In this era of harsh commercial imperatives for publishing, there isn’t much room left for big risky novels, those encyclopedic monster-pieces like Joyce’s Ulysses or Pynchon’s Gravity’s Rainbow, works that try to capture modern life in all its luminous complexity. When such a book does make it to press these days, then, it’s a sign that the work was just too intriguing for the publisher to pass up, despite the commercial impediments.

This is indeed the case with Gordon Sheppard’s book, HA! A Self-Murder Mystery, an almost-900-page genre-busting beast and one of the most ambitious, and oddly compelling, Canadian works of literature I have read in a long time. The book is a novelistic treatment of the real life and death of Hubert Aquin, a Québécois separatist intellectual and respected novelist of the 1960s and ’70s. (Coincidentally, Aquin’s first novel, Next Episode, was chosen this summer as CBC’s Canada Reads winner.)

Sheppard, himself a well-known writer, artist, and feature filmmaker of that era, befriended Aquin in 1976, a year before the latter took his own life, controversially with the consent of his wife, Andrée. In the wake of the tragedy, Sheppard began a long process of conducting interviews with more or less everyone who had known Aquin, hoping to gain some insight into what happened. In doing so, he was able to delve deep into a life stranger than fiction, a life of separatist terrorism and weapons charges, of wild binges and secret sexual intrigues, of artistic desperation and bouts of crushing depression.
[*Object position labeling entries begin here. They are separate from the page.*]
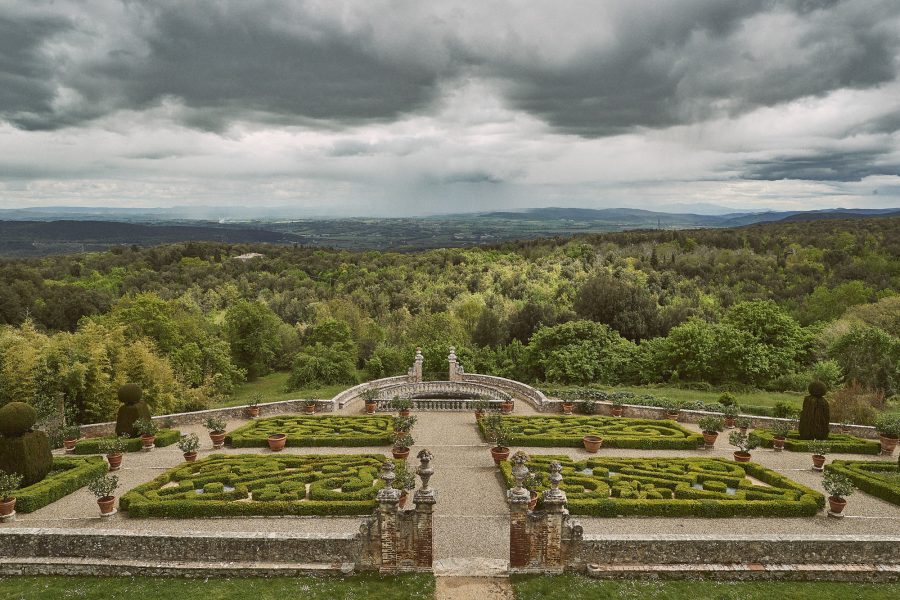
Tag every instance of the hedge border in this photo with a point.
(887, 491)
(165, 437)
(808, 505)
(691, 441)
(840, 443)
(243, 437)
(79, 471)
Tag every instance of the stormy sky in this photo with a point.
(417, 107)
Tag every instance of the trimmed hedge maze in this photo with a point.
(165, 437)
(840, 443)
(255, 485)
(617, 432)
(316, 431)
(67, 475)
(673, 487)
(881, 478)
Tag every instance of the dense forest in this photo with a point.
(769, 306)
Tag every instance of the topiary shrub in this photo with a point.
(22, 450)
(815, 416)
(132, 409)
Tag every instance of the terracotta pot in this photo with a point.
(836, 505)
(592, 443)
(742, 456)
(218, 439)
(106, 504)
(115, 461)
(499, 454)
(778, 443)
(277, 442)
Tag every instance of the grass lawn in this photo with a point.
(371, 587)
(576, 587)
(271, 389)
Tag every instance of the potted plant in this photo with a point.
(480, 407)
(402, 405)
(147, 429)
(189, 444)
(104, 486)
(402, 443)
(780, 430)
(618, 407)
(71, 435)
(9, 483)
(497, 434)
(819, 448)
(216, 427)
(253, 408)
(838, 487)
(369, 400)
(888, 428)
(114, 449)
(276, 441)
(744, 445)
(710, 425)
As its subtitle suggests, HA! is structured like an old-fashioned detective story, with Sheppard casting himself as an existential Sherlock Holmes. The analogy is not accidental – Aquin often mentioned his debt to Conan Doyle and frequently incorporated elements of the thriller into his own experimental, highly literary novels. Transcripts of Sheppard’s interviews, cleaned up and rearranged, work in this context as witness testimonies, presented alongside other “evidence” in various forms: Truman Capote-esque dramatizations; reprinted period newspaper clippings; long quotations from Flaubert, Joyce, and Dante; and images from the likes of da Vinci and Goya.
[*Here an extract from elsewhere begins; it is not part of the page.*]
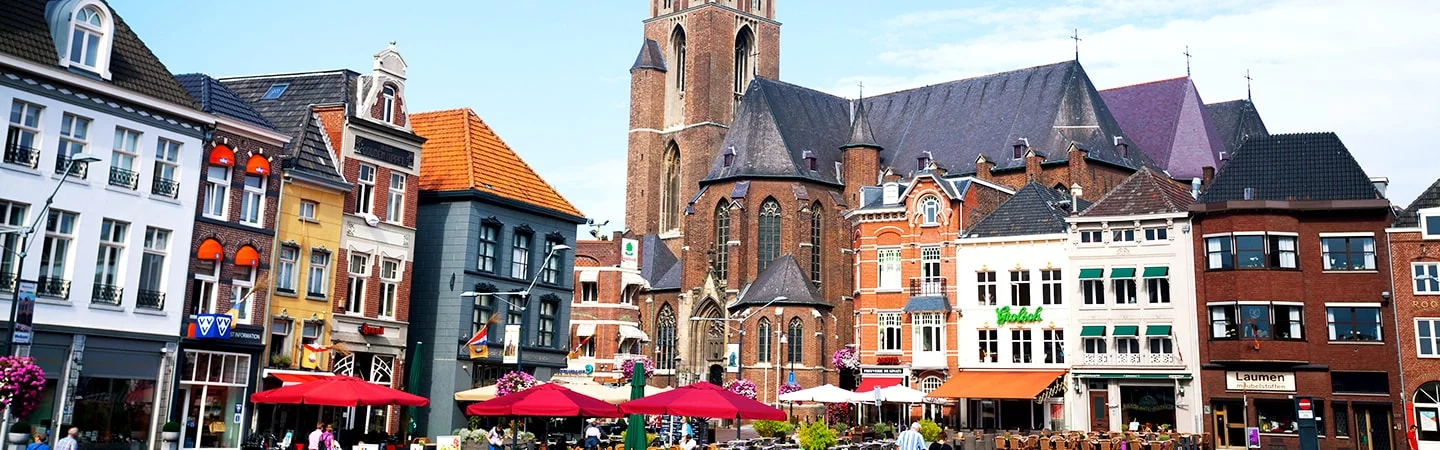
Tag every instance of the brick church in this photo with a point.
(739, 185)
The resulting literary stew, while anything but conventional, makes for oddly breezy reading – improbably enough, HA! is a page-turner. Sheppard’s background in film may be a factor here. He has a screenwriter’s flair for addictive storytelling, piling on the plot twists and carefully building the narrative to an explosive climax. And the way he moves from an interview to a passage of fiction, for instance, has the same effect as a quick cut in cinema, grabbing our attention and forcing us to consider events from a new and disorienting angle.

The images and quotations in HA! also work on a deeper level. Aquin, as a serious artist, lived as much in the imaginary world of art as he did in literal Montreal. Given this, the inclusion of artistic works that influenced him give us a powerful sense of the creative landscape in which he moved, helping us grasp the reasons for his often otherwise inexplicable actions.
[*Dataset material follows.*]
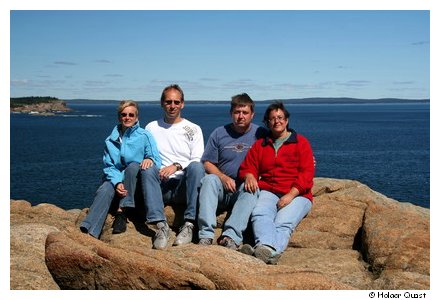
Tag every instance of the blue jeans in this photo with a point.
(274, 227)
(105, 195)
(213, 196)
(157, 193)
One of Sheppard’s central techniques in HA! is to fudge the line between Aquin’s real life and the imaginative world of art. This is most chillingly apparent in the startling contention that Aquin’s suicide was his final creative work, executed (the disturbing pun is intended) in the only medium left to an artistic and cultural revolutionary in a counter-reformational place and time.

With such claims, Sheppard forces us to ask deep, frightening questions about the toll that art exacts on the artist (and on artists’ friends and families). Aquin’s case is extreme, of course, but HA! suggests that every artist is engaged in a potentially destructive struggle, encompassing everything from the difficulty of making enough money to survive to the psychological toll of strip-mining one’s own life and relationships for creative raw materials.

These observations reflect back, self-consciously I think, on the book itself and on its author. In choosing to turn his friend’s life and suicide into literature, Sheppard also takes enormous risks: that he will bring pain to Aquin’s surviving friends and family; that he won’t get the story right; that he will sensationalize or trivialize, and so on.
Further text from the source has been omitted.